As 2013 comes to an end, GSP prepares to reward those who impressed in Liga I. As always, there is room to discuss about their nominations, considering that a youngster like Dinamo’s Dorin Rotariu, who featured in just 25 league games this year (starting in 11 and playing for 90 minutes only 3 times!) is in the race for the “Romanian best player of the year” award, but there is one category that got my attention.
The paper published today a list with the top 3 foreign players in the past 5 years and is very interesting what happened with them, although they impressed over here.
2008 was CFR’s year. Sebastian Dubarbier, an Argentinian winger who was too quick for Liga I, but proved a bad piece of business for Lorient, who spent a lot of cash by there standards in January 2010. A series of loans followed, to Tenerife and Cordoba, and the left footed player finally got a shot at first division football in a top league, once he left Ligue 1 and moved to La Liga, with Almeria.
He had defeated in 2008 his fellow countryman Juan Emmanuel Culio, signed by Galatasaray in 2010, used for 15 matches and then loaned to other two Turkish teams, before allowing him to move to Spain’s Segunda, at Deportivo. Third placed Yssouf Kone had an even worse faith, struggling to move away from Romania and failing to get back to playing football, after his transfer to Valerenga.
In 2009, the versatile Pablo Brandan impressed under Dan Petrescu, helping Unirea Urziceni win the title, but not even 1 and a half years with Steaua convinced a European club to gamble on the former Alaves player, who moved to China. The top 3 was completed by two forwards, Wesley and Pantelis Kapetanos, the most prolific foreign players in the league’s history. The Brazilian was going to become a regular presence in this category, while the Greek striker’s career took a rather interesting turn: although a proven goalscorer with Steaua, the Bucharest side surprisingly allowed him to move for peanuts to a rival, CFR Cluj. His career stalled, yet, for some reason, his former club tried to undone that mistake by taking him back last summer.

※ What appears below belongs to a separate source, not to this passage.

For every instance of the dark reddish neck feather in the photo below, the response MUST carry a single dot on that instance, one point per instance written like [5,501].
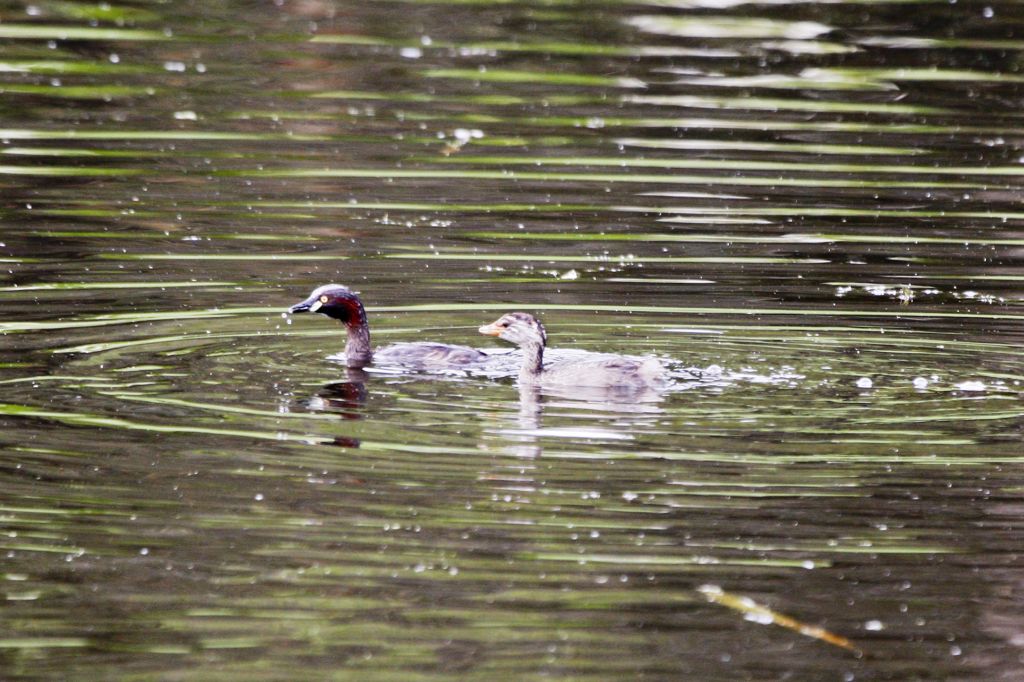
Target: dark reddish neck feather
[354,314]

2010 was an all-Brasilian year, with current Pandurii star Eric de Oliveira impressing in a number 10 role for Gaz Metan Medias and finishing above Junior Moraes and Wesley. Caught in the middle of a dispute between his former and current club and probably badly advised, Eric forced his escape and did some serious damage to what could have been a better career. He moved to Ukraine and played just 6 games for Karpaty, accepting a return to Medias in 2012, in an attempt to get back on track, something he is finally achieving now with Pandurii, two full years after his best season in Liga 1, in which he scored 15 goals in 31 games.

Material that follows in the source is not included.